Dólar fecha março com maior queda mensal em 6 meses, próximo a R$2,25

segunda-feira, 31 de março de 2014 17:27 BRT
 

Por Bruno Federowski

SÃO PAULO, 31 Mar (Reuters) - O dólar teve leve alta ante o real nesta segunda-feira, fechando março com o maior tombo desde setembro passado e se aproximando do patamar de 2,25 reais, mas com avaliações de que o Banco Central brasileiro não estaria confortável com as atuais cotações.

Especialistas esperam que o BC continue com suas atuações no mercado de câmbio, mas talvez um pouco mais moderadas, preocupado com o impacto do dólar mais fraco sobre as exportações. Para eles, o piso informal para o câmbio estaria entre 2,25 ou 2,30 reais.

O dólar fechou a sessão com alta de 0,44 por cento, a 2,2694 reais na venda, e acumulou queda de 3,22 por cento em março, maior recuo mensal desde setembro de 2013, quando perdeu 7,08 por cento. No trimestre, a baixa somou 3,74 por cento.

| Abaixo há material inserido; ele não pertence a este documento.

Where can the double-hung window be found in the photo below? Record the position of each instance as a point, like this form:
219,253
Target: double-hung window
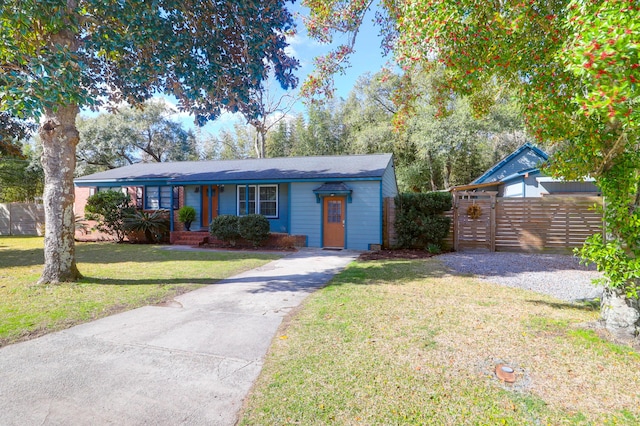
258,199
160,197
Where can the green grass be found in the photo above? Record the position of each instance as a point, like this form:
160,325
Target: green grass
117,277
403,342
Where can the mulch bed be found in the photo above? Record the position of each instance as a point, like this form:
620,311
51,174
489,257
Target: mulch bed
395,254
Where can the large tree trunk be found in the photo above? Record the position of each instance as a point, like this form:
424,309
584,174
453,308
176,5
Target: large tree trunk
59,140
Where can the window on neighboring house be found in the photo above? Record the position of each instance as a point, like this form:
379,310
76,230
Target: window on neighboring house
259,199
159,197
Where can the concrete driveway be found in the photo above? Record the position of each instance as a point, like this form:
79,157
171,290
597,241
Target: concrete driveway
190,362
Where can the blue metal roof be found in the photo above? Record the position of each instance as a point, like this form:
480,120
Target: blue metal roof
319,168
531,156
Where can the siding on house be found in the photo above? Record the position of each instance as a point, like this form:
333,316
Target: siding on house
228,204
364,218
306,212
363,225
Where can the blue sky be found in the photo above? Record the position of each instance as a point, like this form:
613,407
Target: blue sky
367,58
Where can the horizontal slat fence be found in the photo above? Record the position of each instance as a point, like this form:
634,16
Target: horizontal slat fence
21,219
546,224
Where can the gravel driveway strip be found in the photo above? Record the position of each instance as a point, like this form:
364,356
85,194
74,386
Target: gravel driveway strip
560,276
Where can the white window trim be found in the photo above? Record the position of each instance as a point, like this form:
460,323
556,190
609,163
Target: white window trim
257,201
160,199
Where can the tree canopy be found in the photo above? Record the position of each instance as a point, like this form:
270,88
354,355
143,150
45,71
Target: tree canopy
133,135
574,67
59,55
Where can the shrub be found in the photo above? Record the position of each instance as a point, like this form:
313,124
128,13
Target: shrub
419,222
109,208
254,228
152,224
225,228
186,215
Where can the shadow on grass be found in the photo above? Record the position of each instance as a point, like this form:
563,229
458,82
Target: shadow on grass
591,305
156,281
105,253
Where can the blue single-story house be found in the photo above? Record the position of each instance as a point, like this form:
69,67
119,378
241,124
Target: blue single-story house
334,201
519,175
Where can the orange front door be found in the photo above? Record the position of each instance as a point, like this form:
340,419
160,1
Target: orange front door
209,199
333,221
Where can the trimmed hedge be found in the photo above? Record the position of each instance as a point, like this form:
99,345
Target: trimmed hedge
419,221
254,228
225,228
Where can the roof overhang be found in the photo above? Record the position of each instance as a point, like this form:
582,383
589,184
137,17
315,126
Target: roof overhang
333,189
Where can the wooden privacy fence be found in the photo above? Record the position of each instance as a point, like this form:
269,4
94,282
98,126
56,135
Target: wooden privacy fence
484,222
21,219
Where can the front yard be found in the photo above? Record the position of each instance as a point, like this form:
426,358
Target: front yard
405,342
117,277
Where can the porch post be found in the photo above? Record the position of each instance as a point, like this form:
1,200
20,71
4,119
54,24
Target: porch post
210,209
171,218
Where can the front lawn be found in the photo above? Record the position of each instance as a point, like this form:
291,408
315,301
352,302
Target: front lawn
117,277
404,342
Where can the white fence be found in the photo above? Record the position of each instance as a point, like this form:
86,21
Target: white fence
21,219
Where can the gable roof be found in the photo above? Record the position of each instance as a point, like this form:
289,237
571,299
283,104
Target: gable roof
323,168
525,159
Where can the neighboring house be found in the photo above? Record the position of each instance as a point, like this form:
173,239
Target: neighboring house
335,201
519,175
514,206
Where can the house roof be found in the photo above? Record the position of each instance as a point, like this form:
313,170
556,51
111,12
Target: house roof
325,168
525,159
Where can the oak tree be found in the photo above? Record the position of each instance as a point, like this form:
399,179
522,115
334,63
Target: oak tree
57,56
575,68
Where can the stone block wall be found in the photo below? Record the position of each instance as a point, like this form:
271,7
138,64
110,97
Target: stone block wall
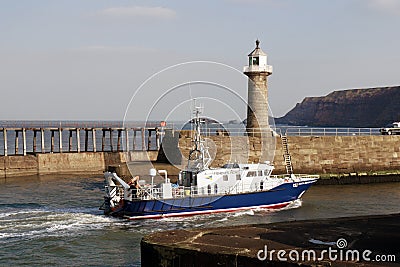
312,154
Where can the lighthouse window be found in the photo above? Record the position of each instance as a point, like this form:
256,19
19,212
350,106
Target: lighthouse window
251,174
255,61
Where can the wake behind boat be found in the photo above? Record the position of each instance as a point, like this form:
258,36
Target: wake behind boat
202,190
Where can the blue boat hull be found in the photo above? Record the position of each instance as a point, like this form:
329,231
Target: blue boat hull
277,197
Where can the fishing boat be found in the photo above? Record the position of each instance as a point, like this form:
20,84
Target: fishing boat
201,189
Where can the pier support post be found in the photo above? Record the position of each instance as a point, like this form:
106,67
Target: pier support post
119,140
94,139
60,140
149,140
86,139
111,146
103,140
16,141
5,141
78,140
70,141
134,140
43,149
143,139
34,141
127,139
158,135
24,141
52,141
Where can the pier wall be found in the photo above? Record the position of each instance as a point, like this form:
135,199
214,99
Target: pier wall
315,154
67,163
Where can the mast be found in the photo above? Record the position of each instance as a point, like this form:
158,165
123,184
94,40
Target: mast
199,156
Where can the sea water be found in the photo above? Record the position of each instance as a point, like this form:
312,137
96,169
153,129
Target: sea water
56,221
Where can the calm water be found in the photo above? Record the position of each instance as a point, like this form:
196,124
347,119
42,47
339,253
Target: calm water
55,221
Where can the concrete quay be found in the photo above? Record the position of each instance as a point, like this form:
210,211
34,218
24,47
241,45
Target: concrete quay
376,239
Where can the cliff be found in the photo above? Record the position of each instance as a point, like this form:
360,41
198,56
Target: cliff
372,107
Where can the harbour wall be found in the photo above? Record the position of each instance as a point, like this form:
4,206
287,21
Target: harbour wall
67,163
327,155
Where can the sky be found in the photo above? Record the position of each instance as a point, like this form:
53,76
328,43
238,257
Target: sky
102,59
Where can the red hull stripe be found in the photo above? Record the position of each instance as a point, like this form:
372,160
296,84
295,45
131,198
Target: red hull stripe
192,213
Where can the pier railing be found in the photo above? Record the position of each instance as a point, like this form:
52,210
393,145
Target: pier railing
293,131
22,141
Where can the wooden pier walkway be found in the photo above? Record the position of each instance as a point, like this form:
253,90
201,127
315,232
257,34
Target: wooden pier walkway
23,141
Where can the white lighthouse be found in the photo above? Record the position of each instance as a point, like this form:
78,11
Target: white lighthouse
257,103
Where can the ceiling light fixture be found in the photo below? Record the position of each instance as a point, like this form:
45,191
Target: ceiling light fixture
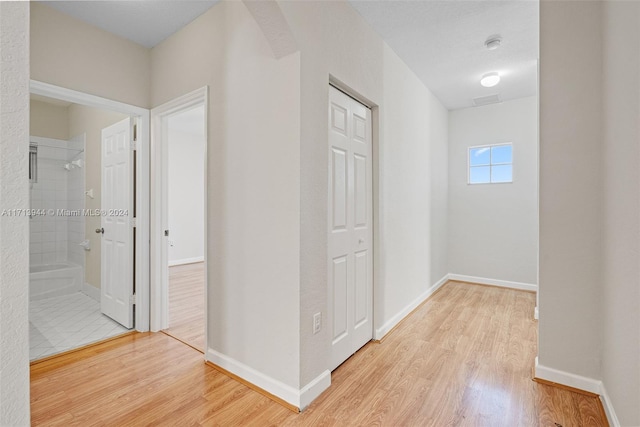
490,79
493,42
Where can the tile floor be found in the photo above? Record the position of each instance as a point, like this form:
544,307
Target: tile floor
62,323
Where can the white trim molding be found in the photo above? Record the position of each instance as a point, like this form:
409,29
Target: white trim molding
391,323
582,383
568,379
298,398
142,118
314,389
91,291
159,258
186,261
608,408
494,282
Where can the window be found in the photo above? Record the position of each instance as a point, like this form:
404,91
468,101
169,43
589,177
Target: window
490,164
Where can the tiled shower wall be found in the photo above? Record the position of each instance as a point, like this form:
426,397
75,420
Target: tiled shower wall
54,237
75,200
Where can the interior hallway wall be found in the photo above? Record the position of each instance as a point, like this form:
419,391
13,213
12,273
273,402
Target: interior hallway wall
621,209
14,230
186,189
67,52
410,251
571,187
48,120
493,228
253,188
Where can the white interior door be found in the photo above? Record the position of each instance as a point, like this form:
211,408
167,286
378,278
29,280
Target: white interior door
350,268
117,228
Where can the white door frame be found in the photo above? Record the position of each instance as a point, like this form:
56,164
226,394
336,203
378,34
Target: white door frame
374,205
159,215
142,116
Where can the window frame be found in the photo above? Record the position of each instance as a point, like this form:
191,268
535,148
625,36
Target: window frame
490,164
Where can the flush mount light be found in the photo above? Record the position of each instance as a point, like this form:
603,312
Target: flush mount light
493,42
490,79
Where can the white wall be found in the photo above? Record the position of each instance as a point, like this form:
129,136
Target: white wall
411,134
186,190
14,230
570,187
493,228
268,176
48,120
70,53
621,209
253,188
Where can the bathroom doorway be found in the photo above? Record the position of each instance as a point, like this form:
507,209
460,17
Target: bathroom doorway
72,270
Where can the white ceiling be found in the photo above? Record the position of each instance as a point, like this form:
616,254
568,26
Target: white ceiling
443,43
144,22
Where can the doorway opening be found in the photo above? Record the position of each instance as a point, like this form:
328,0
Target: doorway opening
179,265
85,220
350,225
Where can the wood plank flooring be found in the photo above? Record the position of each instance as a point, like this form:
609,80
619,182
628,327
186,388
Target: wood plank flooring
186,304
464,358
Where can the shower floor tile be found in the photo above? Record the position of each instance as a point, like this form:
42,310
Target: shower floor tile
66,322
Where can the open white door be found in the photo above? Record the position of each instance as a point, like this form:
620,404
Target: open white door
117,228
350,269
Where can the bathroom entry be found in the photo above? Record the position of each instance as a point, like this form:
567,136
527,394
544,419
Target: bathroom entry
179,139
79,185
117,221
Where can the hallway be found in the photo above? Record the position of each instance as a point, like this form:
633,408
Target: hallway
464,357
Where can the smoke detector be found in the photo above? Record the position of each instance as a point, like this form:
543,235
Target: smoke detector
493,42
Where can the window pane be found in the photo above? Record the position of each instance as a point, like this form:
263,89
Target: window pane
479,156
501,154
479,174
501,173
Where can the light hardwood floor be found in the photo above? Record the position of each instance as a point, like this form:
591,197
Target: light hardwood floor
186,304
464,358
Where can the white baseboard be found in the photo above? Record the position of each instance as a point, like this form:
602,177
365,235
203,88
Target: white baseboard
397,318
567,378
608,408
298,398
582,383
494,282
312,390
186,261
91,291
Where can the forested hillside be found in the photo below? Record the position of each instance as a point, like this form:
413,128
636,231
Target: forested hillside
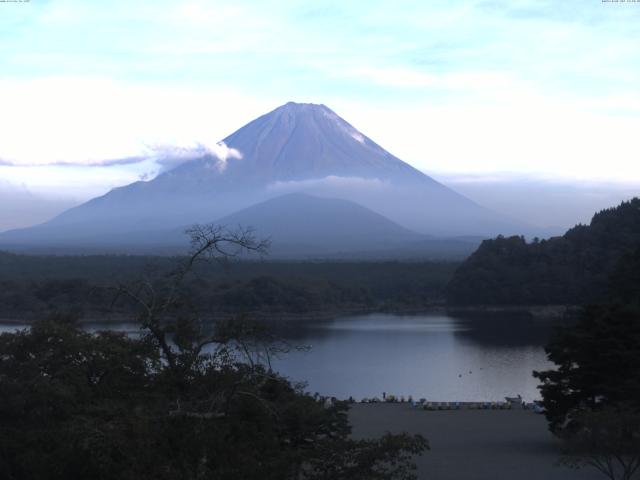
571,269
31,285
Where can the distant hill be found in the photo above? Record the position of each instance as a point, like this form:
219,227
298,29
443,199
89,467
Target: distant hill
302,148
299,226
571,269
304,225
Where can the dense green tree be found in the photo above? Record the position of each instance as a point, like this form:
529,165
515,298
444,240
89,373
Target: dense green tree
592,397
597,364
571,269
179,401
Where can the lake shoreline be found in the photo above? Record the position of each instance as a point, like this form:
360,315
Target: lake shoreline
471,444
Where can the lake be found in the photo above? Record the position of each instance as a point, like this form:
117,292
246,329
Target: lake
434,356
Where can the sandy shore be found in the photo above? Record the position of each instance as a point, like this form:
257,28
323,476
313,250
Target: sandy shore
472,444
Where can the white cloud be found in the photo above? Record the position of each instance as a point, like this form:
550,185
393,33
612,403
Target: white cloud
87,120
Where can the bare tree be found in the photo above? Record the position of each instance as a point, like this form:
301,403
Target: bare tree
162,300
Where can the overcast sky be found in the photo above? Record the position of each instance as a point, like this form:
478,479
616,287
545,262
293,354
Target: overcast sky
544,89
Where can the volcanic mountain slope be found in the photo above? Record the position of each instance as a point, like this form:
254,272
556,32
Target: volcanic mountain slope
295,148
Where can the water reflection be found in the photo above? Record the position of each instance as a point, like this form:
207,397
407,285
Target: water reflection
439,357
435,356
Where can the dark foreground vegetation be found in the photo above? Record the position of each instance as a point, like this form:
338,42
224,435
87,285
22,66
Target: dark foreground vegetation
182,401
30,285
573,269
592,398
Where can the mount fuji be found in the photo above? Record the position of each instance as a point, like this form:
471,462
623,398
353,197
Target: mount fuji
296,148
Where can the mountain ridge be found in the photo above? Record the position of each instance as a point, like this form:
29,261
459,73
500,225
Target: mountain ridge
295,148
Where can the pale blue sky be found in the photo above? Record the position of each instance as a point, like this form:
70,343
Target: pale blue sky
544,88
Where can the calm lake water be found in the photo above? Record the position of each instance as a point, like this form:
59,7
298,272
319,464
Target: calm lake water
434,356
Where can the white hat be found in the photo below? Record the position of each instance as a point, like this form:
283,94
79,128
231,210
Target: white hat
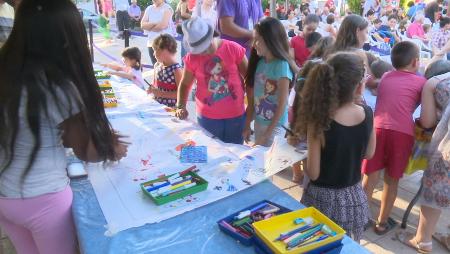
198,35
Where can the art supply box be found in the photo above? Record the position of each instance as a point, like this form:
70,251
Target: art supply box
201,185
268,230
240,237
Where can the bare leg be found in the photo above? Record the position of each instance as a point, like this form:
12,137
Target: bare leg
369,182
388,197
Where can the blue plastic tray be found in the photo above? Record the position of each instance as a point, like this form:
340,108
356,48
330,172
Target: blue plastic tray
242,239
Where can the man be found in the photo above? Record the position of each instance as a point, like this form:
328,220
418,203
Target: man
237,18
415,30
442,36
298,44
135,13
122,18
6,21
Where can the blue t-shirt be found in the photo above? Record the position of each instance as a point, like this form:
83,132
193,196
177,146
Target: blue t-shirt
266,92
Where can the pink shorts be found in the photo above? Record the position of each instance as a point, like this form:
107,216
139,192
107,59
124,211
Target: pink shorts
41,224
392,153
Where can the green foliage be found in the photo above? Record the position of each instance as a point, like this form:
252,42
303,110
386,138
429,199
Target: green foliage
354,6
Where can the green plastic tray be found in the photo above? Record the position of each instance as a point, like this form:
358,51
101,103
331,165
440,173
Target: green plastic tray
202,185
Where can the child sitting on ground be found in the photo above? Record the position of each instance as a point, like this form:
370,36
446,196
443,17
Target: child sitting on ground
167,73
399,94
132,70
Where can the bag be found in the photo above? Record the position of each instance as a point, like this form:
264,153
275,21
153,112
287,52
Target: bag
419,156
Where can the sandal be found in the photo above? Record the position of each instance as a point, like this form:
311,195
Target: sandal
443,239
387,226
421,247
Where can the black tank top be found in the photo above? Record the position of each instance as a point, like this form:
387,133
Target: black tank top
345,147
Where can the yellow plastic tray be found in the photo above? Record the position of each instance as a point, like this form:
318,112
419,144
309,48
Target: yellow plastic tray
270,229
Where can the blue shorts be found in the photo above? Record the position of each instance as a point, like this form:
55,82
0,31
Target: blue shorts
228,130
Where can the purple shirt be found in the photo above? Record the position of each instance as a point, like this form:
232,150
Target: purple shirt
134,11
242,11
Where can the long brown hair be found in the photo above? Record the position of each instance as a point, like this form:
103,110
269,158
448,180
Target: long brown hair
47,49
328,86
276,40
347,37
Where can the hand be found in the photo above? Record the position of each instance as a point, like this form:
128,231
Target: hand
261,140
120,146
181,113
247,133
293,140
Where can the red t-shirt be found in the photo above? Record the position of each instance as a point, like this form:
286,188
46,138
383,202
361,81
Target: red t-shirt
300,50
220,92
399,95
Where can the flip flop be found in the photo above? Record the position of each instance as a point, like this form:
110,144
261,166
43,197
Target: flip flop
404,238
443,239
388,226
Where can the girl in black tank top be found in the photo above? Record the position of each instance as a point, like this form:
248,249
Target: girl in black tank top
340,135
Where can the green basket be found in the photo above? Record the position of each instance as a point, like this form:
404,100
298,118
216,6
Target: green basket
202,185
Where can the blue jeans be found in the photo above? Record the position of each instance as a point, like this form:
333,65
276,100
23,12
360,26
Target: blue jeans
228,130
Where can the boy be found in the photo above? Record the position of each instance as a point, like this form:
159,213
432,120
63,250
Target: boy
399,94
298,44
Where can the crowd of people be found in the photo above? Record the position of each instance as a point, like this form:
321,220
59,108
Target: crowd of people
302,75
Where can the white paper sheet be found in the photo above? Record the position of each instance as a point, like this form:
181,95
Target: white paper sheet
156,137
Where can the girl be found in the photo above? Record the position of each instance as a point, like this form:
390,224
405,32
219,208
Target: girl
49,99
167,73
339,135
267,80
132,70
218,66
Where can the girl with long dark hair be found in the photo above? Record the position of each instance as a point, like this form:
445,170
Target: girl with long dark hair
49,99
269,74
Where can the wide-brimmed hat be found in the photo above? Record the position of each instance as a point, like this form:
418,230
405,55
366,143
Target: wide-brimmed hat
198,35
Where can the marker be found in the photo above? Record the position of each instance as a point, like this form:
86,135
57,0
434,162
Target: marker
174,187
292,232
187,186
155,187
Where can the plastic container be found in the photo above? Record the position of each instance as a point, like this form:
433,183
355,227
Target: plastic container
201,185
248,241
331,248
270,229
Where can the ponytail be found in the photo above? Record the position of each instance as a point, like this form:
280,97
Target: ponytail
318,101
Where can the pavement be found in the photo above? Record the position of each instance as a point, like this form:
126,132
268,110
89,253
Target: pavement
408,187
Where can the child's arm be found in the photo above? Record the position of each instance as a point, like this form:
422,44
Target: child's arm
122,74
428,115
249,112
283,93
183,93
114,66
313,163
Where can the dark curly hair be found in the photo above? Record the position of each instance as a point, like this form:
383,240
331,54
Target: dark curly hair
328,86
165,41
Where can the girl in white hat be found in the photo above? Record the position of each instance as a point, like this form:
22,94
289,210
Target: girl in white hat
219,67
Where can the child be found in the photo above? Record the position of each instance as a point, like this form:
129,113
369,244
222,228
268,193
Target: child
167,73
378,69
218,66
268,78
399,94
132,70
340,136
312,40
298,44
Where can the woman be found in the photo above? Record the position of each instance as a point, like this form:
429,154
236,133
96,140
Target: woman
435,195
206,9
157,20
236,20
49,99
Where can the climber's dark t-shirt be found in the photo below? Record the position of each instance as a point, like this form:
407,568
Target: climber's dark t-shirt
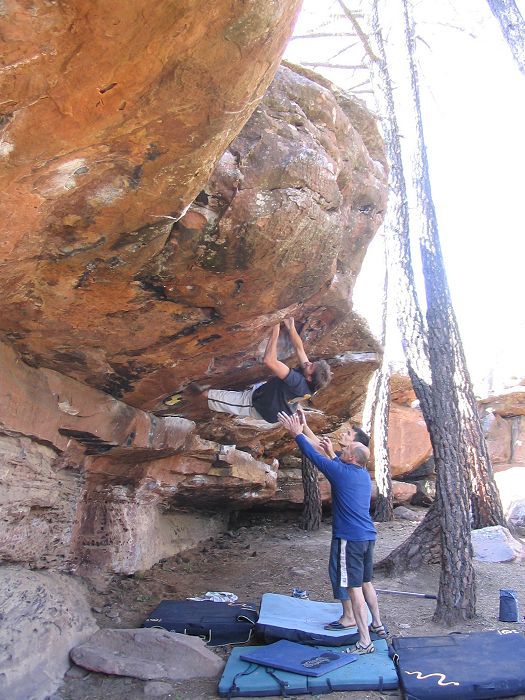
273,396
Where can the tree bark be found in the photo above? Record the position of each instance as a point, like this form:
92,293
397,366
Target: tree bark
446,349
512,26
313,507
451,382
384,505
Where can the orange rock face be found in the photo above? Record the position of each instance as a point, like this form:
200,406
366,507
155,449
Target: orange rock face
113,116
138,254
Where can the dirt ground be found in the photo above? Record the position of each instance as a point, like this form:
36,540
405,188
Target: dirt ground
273,555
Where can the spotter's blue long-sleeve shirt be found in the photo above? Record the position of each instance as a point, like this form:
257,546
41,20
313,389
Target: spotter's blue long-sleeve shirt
351,493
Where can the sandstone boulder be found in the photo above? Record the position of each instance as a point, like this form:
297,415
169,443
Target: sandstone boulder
403,513
43,615
510,402
511,485
134,294
498,436
150,654
408,439
137,101
518,439
515,515
496,544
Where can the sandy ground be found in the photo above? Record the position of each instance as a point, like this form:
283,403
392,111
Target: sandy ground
273,555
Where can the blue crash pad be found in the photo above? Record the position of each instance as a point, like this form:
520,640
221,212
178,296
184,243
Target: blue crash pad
284,617
369,672
471,665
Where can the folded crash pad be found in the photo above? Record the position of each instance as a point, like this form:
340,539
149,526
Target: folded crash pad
474,665
368,672
218,623
284,617
298,658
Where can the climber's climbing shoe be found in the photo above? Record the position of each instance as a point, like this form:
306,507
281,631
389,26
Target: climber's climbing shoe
174,399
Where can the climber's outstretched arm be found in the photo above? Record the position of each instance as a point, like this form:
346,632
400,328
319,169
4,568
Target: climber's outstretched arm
322,445
270,356
296,341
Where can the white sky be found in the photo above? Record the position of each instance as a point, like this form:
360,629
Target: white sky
474,112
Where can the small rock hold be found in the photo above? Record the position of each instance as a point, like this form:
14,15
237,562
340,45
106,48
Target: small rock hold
155,689
76,673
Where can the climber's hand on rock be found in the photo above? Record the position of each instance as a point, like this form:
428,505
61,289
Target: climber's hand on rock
326,445
301,414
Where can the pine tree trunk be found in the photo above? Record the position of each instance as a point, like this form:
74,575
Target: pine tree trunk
384,505
424,547
441,320
512,26
313,507
451,382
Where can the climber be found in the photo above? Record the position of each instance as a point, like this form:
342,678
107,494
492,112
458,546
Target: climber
282,392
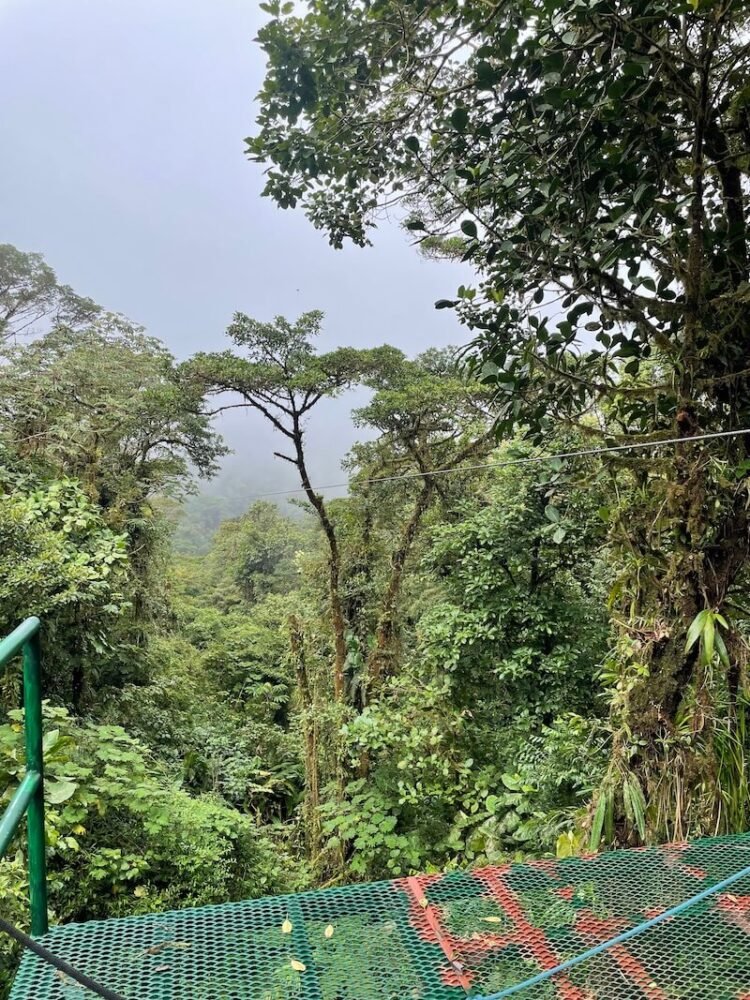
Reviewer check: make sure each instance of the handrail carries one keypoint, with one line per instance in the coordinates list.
(29, 796)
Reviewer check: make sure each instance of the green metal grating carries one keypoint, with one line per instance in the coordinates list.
(437, 937)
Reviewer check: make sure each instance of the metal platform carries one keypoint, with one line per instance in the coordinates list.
(436, 937)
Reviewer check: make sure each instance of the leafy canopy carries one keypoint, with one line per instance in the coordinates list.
(589, 158)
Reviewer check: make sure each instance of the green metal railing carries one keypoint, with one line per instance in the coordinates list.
(29, 796)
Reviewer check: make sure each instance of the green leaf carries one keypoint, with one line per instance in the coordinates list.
(598, 824)
(60, 791)
(460, 119)
(695, 629)
(721, 649)
(709, 635)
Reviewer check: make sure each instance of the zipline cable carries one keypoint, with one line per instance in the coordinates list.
(58, 963)
(526, 460)
(571, 963)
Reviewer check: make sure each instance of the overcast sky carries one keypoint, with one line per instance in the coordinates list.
(122, 162)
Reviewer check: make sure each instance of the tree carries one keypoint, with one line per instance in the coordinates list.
(499, 683)
(431, 420)
(589, 158)
(31, 294)
(283, 378)
(101, 407)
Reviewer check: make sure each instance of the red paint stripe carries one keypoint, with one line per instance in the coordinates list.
(533, 938)
(428, 914)
(601, 930)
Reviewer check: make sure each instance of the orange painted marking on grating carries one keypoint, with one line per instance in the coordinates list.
(425, 913)
(530, 936)
(459, 951)
(601, 930)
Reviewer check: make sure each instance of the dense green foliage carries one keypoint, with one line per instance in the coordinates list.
(590, 160)
(476, 653)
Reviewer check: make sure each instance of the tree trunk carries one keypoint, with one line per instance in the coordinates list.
(310, 731)
(338, 622)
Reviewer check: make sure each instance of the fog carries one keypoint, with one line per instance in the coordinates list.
(123, 163)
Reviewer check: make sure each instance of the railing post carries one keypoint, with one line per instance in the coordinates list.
(32, 700)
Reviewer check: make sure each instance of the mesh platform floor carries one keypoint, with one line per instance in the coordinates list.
(436, 937)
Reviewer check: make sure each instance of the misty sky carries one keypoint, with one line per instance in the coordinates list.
(121, 124)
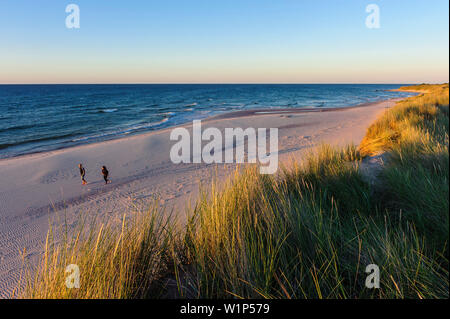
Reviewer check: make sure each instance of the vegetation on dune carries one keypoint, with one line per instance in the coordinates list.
(309, 232)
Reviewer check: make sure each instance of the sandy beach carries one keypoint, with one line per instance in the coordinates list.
(36, 188)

Segundo dados da BM&F, o giro financeiro ficou em torno de 2 bilhões de dólares.

"Está claro que o BC não quer que o real se aprecie demais. De uma certa maneira, a ideia dos swaps era evitar que o real perdesse muita força e se ele não está recuando, a lógica é que não são necessários mais tantos swaps", afirmou o economista da 4Cast Pedro Tuesta.

A estratégia de intervenções do BC no câmbio tem levantado dúvidas nas mesas de câmbio nas últimas sessões. O mais recente ponto de interrogação veio porque a autoridade monetária não rolou integralmente os swaps cambiais, que equivalem a venda futura de dólares, que vencem nesta terça-feira.

Restaram cerca de 55 mil contratos a serem rolados, do lote equivalente a 10,148 bilhões de dólares. Foi a segunda vez que isso aconteceu desde que teve início o programa de intervenções diárias, em agosto do ano passado. A última rolagem parcial foi a do lote de novembro do ano passado, quando o dólar era negociado abaixo de 2,20 reais.

"Se o dólar tivesse voltado acima de 2,30 reais, acredito que o BC teria continuado com a rolagem", opinou o superintendente de câmbio da corretora Advanced, Jaime Ferreira, para quem cotações abaixo desse patamar prejudicam as exportações e o piso informal ainda é de 2,30 reais.   Continuação...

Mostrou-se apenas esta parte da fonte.